The big overarching idea I started with—to approach inferential statistics through resampling à la George Cobb—worked for me and for at least some students. It is not obvious that you can make an entire course for these students with randomization as the background. I mean, doing this is mapping an entirely new path through the material. Is it a good path? I’m not certain, but I still basically believe it is.

To be sure, few of my students got to the point where they automatically chose the right technique at every turn. But they did the right thing a lot, and most important for me, I never had to leave them in some kind of mathematical dust where they made some calculation. For example, (and I may be wrongly proud of this) we got through an entire year of statistics without introducing the Normal distribution. This may seem so heretical to other teachers, it deserves a post of its own. Later. The point here is that no student ever was in a position of calculating NormalCDF-of-something and not understanding what it really meant.
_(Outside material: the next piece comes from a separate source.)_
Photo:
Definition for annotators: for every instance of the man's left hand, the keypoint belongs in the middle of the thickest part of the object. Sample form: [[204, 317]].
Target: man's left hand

Did they perform randomization tasks and not really understand? Sure. But when they did, they did so “closer to their data,” so they had a better chance to fix that non-understanding. They didn’t rely (for example) on the Central Limit Theorem—which, let’s face it, is a black box—to give them their results.

Fathom and Technology

Fathom was a huge suggess throughout. It was great to be able to get them all the software and assign homework in Fathom. They enjoyed it, and really became quite adept at using the tool.

One big question was whether they would be able to use the “measures” mechanisms for creating their own simulations. Basically, they can. It’s a big set of skills, so not all of them can do everything we covered, but in general, they understand how to use the software to implement randomization and simulation techniques. This goes hand in glove with actually understanding what these procedures accomplish.

We also became more and more paper-free as the year went on, setting and turning in more and more assignments as pdfs. The “assignment drop box” wasn’t perfect, but it worked well enough.

Starting SBG

I decided to try standards-based grading, at least some local version of it, in this first year. On reflection, that was pretty gutsy, but why wait? And it worked pretty well. Most importantly, students overwhelmingly approved; the overall comment was basically, “I like knowing what’s expected.” Furthermore—and this may be a function of who the kids were more than anything else, bit I’ll take it—there was hardly any point-grubbing.

It is also satisfying to look over my list of 30-ish standards and see that

  • They largely (but not completely) span what I care about.
  • They set standards for different types of mastery, ranging from understanding concepts to using the technology to putting together coherent projects.

They need editing, and I need to reflect more about how they interact, but they are a really good start.

Flipping and Video

At the semester break, I decided to take a stab at “Flipping the Classroom.” This was a big win, at least where I used it most—in giving students exposition about probability.

There is a lot that can go wrong with videos as instruction (the Khan brouhaha is a good example; see this Frank Noschese post for a good summary of one view) and I want to explore this more. But the basic idea really works, and the students recognized it: if it’s something you would lecture about, putting it on the video has two big plusses:

  • They can stop and rewind if they don’t get it
  • You can do it over til you get it the way you want. No more going back and saying, “when I said x it wasn’t quite right…”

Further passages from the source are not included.